O pai de Larissa aparece como aquele que não sustentava o amor “conversava, conversava...e depois me espancava”. O relato de Larissa dava um tom de inquisição, por que a conversa e se no fim das contas iria me espancar? O desfecho dessa história de amor era de um tom trágico e sombrio que aparecia deixando marcas em seus relacionamentos com seus parceiros. Vida amorosa que não dava conta de prosseguir para além dos “cinco anos” e que eram “só namoros”. Estabelecer uma relação remetia confiança, confiança quebrada que “podiam rasgar as páginas”.

Nessa relação paterna, me remeto à obra de Ferenczi (1932), ao teorizar sobre um desencontro por assim dizer entre a linguagem de pais e seus filhos, crianças e adultos.

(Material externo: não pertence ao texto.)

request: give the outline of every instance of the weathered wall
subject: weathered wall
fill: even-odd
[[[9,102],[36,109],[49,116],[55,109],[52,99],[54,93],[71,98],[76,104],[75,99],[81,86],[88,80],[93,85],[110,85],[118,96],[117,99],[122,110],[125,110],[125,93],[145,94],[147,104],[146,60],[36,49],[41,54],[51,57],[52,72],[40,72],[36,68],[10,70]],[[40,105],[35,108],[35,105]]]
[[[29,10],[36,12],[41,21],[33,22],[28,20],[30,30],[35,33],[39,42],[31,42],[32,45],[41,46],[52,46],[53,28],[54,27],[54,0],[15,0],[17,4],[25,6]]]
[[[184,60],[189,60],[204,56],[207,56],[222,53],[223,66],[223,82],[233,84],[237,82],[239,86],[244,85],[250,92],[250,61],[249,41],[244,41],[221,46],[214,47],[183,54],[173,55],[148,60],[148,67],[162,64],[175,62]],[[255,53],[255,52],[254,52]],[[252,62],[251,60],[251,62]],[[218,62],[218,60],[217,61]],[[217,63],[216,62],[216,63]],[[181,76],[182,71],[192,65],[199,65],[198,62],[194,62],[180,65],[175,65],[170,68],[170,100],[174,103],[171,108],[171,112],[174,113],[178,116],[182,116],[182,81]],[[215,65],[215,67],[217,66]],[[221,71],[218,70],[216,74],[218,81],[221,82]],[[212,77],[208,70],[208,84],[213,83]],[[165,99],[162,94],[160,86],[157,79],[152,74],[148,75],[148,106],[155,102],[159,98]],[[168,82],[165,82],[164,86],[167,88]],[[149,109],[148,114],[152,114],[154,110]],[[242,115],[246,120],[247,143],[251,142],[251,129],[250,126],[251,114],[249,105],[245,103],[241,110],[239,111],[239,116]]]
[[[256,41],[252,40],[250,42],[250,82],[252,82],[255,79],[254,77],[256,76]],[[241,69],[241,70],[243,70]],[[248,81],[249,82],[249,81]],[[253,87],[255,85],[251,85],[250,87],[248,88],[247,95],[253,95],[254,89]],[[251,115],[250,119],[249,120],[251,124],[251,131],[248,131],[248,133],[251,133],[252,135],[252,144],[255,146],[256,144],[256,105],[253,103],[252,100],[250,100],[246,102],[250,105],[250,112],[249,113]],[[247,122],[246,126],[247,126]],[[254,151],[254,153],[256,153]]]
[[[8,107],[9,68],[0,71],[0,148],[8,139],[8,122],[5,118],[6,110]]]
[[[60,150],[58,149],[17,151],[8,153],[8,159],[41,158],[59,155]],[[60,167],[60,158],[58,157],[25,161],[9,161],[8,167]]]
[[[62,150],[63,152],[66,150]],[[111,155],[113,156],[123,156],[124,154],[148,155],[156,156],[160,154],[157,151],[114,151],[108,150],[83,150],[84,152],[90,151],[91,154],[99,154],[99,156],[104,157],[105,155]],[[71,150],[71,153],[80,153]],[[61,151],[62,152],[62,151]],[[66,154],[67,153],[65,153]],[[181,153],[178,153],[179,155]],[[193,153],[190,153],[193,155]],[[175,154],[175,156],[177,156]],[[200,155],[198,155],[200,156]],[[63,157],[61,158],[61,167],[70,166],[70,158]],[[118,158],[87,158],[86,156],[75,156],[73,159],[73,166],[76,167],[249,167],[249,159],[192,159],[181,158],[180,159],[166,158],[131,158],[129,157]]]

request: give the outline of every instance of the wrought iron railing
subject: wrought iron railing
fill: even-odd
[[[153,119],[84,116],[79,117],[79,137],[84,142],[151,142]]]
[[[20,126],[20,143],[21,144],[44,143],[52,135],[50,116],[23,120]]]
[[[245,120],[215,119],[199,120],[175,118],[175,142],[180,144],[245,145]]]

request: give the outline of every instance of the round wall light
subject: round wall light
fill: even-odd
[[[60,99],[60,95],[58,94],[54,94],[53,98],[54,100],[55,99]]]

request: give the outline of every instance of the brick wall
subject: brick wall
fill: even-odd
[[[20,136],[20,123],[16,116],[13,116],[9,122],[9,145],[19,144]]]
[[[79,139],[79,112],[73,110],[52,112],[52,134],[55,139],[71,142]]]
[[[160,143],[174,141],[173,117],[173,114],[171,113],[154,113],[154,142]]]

Crianças em situações de abusos físicos, morais, sentem-se confusas nessa relação ternura – agressão, e pedem ajuda a um segundo, em geral, a mãe, que as proteja. Ao escutar Larissa, me levava a tentar entender essa incongruência na atitude paterna, de um rompante de loucura, que de traumático e assustador pode significar psiquicamente para uma criança. Nesses relatos sobre os espancamentos sofridos do pai, em meio a perplexidade que parece ainda residir nessa dificuldade de interpretar os intempestivos acessos de raiva que ficava exposta, diante de um pai antes compreensivo, que a colocava sentada para conversar, Larissa trazia ao mesmo tempo, a falta de socorro a essas situações, e os ressentimentos com a mãe, que aparece como ausente nessas cenas.

Aprendendo a ser mulher

Da rebeldia que como “quanto mais falam, mas faço”, parece apontar uma saída para tentar se auto afirmar, se encontrar, como quando saía para rua, fugindo da casa com tantos conflitos, abusos. Penso também nesse aprender enquanto demanda que me foi dirigida transferencialmente que algo lhe fosse ensinado. Algo que busca nas palavras do dicionário, sentidos para seu viver e como continuar a viver.

A transferência como lugar de amor dirigida a um outro, algo dessa ordem estaria se processando. A esse lugar que a mãe representa para os momentos iniciais de uma criança é o do amor primeiro é porque é um amor “que melhor pode nos ensinar a amar” (ZALCBERG, 2007, p. 37).